S.C. Gov. Henry McMaster unveiled a new collaboration Tuesday between the S.C. Restaurant and Lodging Association, the Department of Health and Environmental Control, and the state Parks, Recreation and Tourism department to provide a special Palmetto Priority Seal for restaurants proven to adhere to safety guidelines.
"I would advise people don't go in if you don't see that seal," McMaster said.
The collaboration would provide a Palmetto Priority Seal for restaurants to display, who have taken an available 13-minute online training, completed a virtual DHEC inspection, and passed the tests proving their staff is taking precautions such as wearing masks, sanitizing tables and menus, using appropriate social distancing, and more.
If the restaurant has that seal, McMaster said, that means they are participating and in full compliance.
He also said if the restaurant has that seal and patrons notice safety guidelines are not being followed, they can report the establishment to the SCRLA.
"That's where the public comes in...you see these requirements are not being met, you can go on the internet and you can bring that fact to the authority of the Restaurant and Lodging Association," McMaster said.
The website where restaurants can sign up is www.palmettopriority.com and after July 1 they can go there and do their virtual food safety check and complete their application.
The restaurant has three chances to fix their mistake if they are founded to have a legitimate shortcoming in their safety performance, and on the fourth strike, McMaster said their Palmetto Priority Seal would be taken away.
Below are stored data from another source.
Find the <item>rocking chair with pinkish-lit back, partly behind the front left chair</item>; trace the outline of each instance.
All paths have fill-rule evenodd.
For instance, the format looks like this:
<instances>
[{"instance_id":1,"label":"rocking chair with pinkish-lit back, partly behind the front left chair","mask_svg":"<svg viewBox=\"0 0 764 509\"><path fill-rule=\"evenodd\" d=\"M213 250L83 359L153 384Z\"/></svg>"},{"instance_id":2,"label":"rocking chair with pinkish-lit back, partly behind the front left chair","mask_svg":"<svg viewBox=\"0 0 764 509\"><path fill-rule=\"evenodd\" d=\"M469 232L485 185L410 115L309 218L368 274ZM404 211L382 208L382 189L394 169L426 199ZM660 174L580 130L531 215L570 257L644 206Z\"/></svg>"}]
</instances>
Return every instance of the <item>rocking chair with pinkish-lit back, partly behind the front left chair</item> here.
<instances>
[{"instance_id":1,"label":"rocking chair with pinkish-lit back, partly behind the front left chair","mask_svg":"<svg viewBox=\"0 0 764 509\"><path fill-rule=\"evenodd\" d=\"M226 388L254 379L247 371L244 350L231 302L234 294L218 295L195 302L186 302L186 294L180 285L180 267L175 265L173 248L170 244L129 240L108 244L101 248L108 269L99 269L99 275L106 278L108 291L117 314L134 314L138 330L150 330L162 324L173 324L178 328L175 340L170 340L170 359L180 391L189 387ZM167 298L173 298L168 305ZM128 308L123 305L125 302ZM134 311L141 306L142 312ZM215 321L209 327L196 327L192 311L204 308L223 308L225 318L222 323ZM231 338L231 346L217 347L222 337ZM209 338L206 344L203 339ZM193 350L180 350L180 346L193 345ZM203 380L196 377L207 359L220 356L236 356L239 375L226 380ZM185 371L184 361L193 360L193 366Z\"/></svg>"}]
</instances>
John Durst, with the SCRLA, noted the "incredible strength of our restaurants".
"We have developed guidelines which provide a roadmap to strategically maximize and hasten our recovery as an industry," Durst said. "Working together, we will be a model of resilience across our country."
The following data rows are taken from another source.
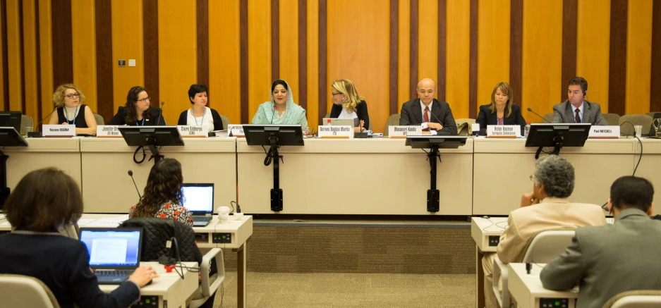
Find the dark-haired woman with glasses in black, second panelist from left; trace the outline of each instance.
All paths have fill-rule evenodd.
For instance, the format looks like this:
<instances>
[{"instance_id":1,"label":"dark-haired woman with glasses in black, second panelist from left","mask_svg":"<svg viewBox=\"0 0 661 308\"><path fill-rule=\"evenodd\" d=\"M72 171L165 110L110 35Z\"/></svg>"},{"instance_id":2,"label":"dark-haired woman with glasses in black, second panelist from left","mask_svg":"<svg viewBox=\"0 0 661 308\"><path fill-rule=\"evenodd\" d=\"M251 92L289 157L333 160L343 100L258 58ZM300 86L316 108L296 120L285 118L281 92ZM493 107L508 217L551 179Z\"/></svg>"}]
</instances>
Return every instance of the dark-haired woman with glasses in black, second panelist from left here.
<instances>
[{"instance_id":1,"label":"dark-haired woman with glasses in black, second panelist from left","mask_svg":"<svg viewBox=\"0 0 661 308\"><path fill-rule=\"evenodd\" d=\"M149 94L136 85L128 90L126 105L119 107L108 125L154 126L165 125L161 109L150 107Z\"/></svg>"}]
</instances>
SCDHEC's acting director Marshall Taylor said that the program is a great step the state is taking.
"[Restaurant] owners can show their dedication for protecting their employees and patrons from COVID-19...by choosing to dine at a restaurant that has opted to participate, customers can rest assured that the restaurant has met the requirements ...", Taylor said.
McMaster said that beyond losing their seal, restaurants who continue to ignore safety guidelines could face punishment from DHEC.
"DHEC has the authority under a different set of rules to take action if someone is endangering public health," McMaster said.
Durst and McMaster did address the scenario of someone possibly maliciously reporting a business unnecessarily.
"Those sorts of things will be confirmed by SCRLA in their investigation [of the complaints]," he said. "Maliciously spreading misinformation would be subject to the laws of libel and slander."
McMaster also said having the seal did not mean a restaurant would have surprise DHEC inspections.
"No, no. Every time a customer walks in, that's an inspection," he said.
The City of Greenville recently made masks mandatory in certain places, but McMaster said he thought that such a mandate would be difficult to enforce, and that there was a question of constitutional limits.
He did say that the state "will make those decisions as they become necessary", and noted that the recent spike in positive COVID-19 cases "was partly expected" because the state has increased testing.
"Am I concerned that people are not social distancing and wearing masks like they should? Yes, I'm concerned about that, and that's why we keep saying people please follow the advice," McMaster said.
Durst, Taylor, and McMaster said the collaboration between their entities would help the issue of rising positive COVID-19 cases without the further constitutional questions of mandating masks.
"This is a better vehicle to accomplish the same goal. It has no cost, it ties up no police resources, it is a very positive thing and we believe it will work very well," McMaster said.